To Run a SAS Program
Create or edit your program in the PROGRAM EDITOR window. Submit the program to run by clicking on the little running guy icon. View the SAS LOG first to see if the program ran correctly. Then view the SAS OUTPUT.
Elements of a SAS Job
1. SAS program (.sas): A text file containing SAS commands 2. SAS log (.log): A text file generated when a program is submitted in SAS. 3. SAS output (.lst): A text file generated as a result of PROC steps in a SAS program 4. SAS data set (.sas7bdat)

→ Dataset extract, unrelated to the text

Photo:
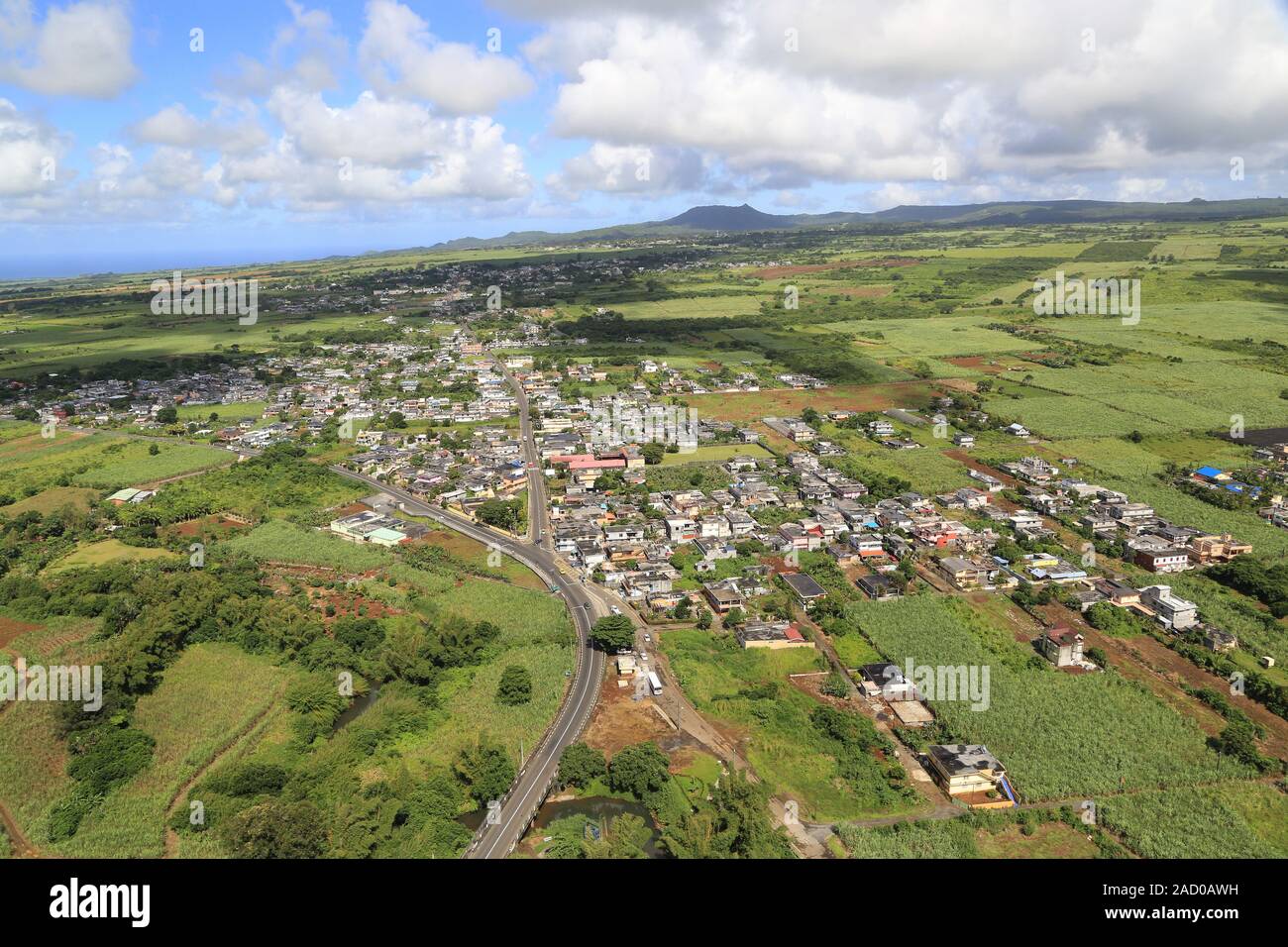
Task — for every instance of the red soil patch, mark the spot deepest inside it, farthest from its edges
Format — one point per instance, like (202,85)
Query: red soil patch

II. Two Parts of a SAS Program
There are two basic building blocs of a SAS program: DATA step and PROCedure step. They are both made up of statements. 1. DATA steps read and modify data and create SAS data sets. Every DATA step begins with the DATA statement and ends with a RUN statement. The keyword DATA is followed by a name that the user assigns to the data set (I like to start with data1 for the first step, data2 for the second and so on). Create permanent or temporary SAS data sets which can be used in subsequent PROC step. The basic format is as follows: data name; y = x +1; run; /*creates a temporary data set*/
2. PROC steps perform specific analyses or functions, and they produce the results. Each PROC step starts with the word PROC followed by the name of the procedure (e.g.,
PRINT, SORT, UNIVARIATE, MEANS, PLOT or so on) and ends with a RUN statement. proc print data = name; run; Note: SAS executes a block of DATA or PROC statements together. A group of statements end with a RUN statement. You need to add the RUN statement if you are running SAS interactively.
SAS Syntax Rules
1. SAS statements or SAS code (command lines) usually begin with a SAS keyword (e.g. DATA, INPUT, PROC). Each statement ends with a semi-colon (;). They can begin anywhere on the line and they can extend across lines or be grouped together on one line. 2. Variable names can be up to 32 characters in length. They must begin with a letter or an underscore. They can include letters and numbers but cannot contain blanks or special symbols (&,%,$,*,#, etc.) 3. “Character strings” are surrounded by quotation marks. For example: if state = „Nevada‟; Items in quotation marks are case sensitive so „Nevada‟ is not the same as „nevada‟. In most cases you can use single or double quotation marks but they must match. 4. You can include comments anywhere in the SAS program. The easiest way to do this is enclose a comment with in a forward slash and an asterisk as in the following example: /*This step creates new variables*/
III. Reading Raw Data into a SAS Data File
In order to perform statistical operations in SAS, raw data must be first read into a SAS data file. A SAS data file is a group of variables stored under the same name. There are two types of SAS data files in the program: 1) Permanent data sets are data sets that are stored in a user-designated directory (e.g. a:\mydata.sas7bdat). Permanent data sets are useful if the data they contain will be used in a future application. Permanent data sets will have the extension “.sas7bdat”. 2) Temporary data sets are data sets that will be automatically deleted after a SAS session. They are referenced only within the current program. DATA steps are temporary data sets. When reading a data set in to SAS, the first step is to create a FILENAME, which tells SAS where your ASCII data set is. FILENAME statement creates a logical name (a nickname) for an ASCII data file. We are going to read in the ASCII data set called “CEOSAL1.raw”.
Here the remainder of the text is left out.